Mais alors que ce matin de Pâques, tout était perdu, tout était anéanti, le Christ ressuscité se manifeste. Jésus est ressuscité par son corps. Et nous pouvons comprendre un peu mieux cette demeure qu’est notre corps. Notre corps n’est pas une simple enveloppe qui manifeste matériellement notre existence. Notre corps participe de notre identité. Notre religion est celle de l’incarnation. Notre corps, ce n’est pas ce que nous possédons, mais c’est ce que nous sommes. La tradition antique grecque est celle de la réincarnation. Notre âme, éternelle pour les Grecs, passe de corps en corps. Et donc, pour un Grec antique, le corps est une nuisance pour l’âme, il la retient ici-bas. Mais, l’incarnation de notre Dieu magnifie notre corps et surtout, la résurrection du Christ par son corps révèle toute l’importance de corps.
Reste une question qui peut se poser à l’écoute de cet extrait de lettre de Saint Jean : « Celui qui proclame que Jésus est le fils de Dieu, Dieu demeure en lui, et lui en Dieu ».

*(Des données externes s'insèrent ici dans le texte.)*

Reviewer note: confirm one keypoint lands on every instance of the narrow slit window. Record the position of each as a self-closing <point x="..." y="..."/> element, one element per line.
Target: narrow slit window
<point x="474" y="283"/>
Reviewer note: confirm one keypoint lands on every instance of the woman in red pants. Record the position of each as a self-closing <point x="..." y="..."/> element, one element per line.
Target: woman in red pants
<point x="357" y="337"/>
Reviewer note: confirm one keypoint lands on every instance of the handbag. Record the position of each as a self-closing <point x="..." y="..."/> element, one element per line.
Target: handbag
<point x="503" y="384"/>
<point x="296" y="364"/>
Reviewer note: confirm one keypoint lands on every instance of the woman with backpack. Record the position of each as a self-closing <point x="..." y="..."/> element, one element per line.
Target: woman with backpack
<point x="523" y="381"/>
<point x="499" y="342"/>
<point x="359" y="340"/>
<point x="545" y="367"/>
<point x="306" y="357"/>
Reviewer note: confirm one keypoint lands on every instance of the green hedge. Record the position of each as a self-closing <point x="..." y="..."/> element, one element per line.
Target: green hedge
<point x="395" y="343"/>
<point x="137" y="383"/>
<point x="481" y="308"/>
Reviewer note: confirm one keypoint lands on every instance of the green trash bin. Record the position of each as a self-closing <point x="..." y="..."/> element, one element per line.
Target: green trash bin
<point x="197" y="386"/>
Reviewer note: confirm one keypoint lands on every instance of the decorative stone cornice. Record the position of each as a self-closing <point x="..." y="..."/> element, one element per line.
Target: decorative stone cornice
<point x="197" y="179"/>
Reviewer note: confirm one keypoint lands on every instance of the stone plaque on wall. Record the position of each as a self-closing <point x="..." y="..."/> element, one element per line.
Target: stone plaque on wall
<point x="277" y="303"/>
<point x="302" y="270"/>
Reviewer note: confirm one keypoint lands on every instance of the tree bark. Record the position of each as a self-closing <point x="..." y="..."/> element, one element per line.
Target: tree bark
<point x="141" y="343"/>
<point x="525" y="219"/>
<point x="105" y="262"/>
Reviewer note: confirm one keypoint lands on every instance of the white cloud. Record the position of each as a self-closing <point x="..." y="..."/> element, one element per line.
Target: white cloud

Si je laisse Dieu demeurer en moi et si je demeure en Dieu : Vais-je perdre mon identité propre ? Est-ce que cette demeure sera encore la mienne ? Accepter de demeurer en Dieu et laisser Dieu demeurer en moi, n’est-ce pas un risque de me perdre en Dieu ? Ne vais-je pas disparaître en tant que personne ?
Observons la relation que Jésus engage avec celles et ceux qu’il a rencontrés. Jésus a-t-il ôté quelque chose de la vie de Zachée, de Marie-Madeleine ou encore des disciples qu’il a appelés ? Toutes celles et ceux que le Christ a rejoint ont-ils, ont-elles perdu quelque chose de leur être ? Et ces questions nous sont aussi adressées ? Qu’est-il arrivé suite à notre rencontre avec le Christ ? Avons-nous l’impression d’avoir diminué dans notre être ? Avons-nous perdu quelque chose de notre identité ?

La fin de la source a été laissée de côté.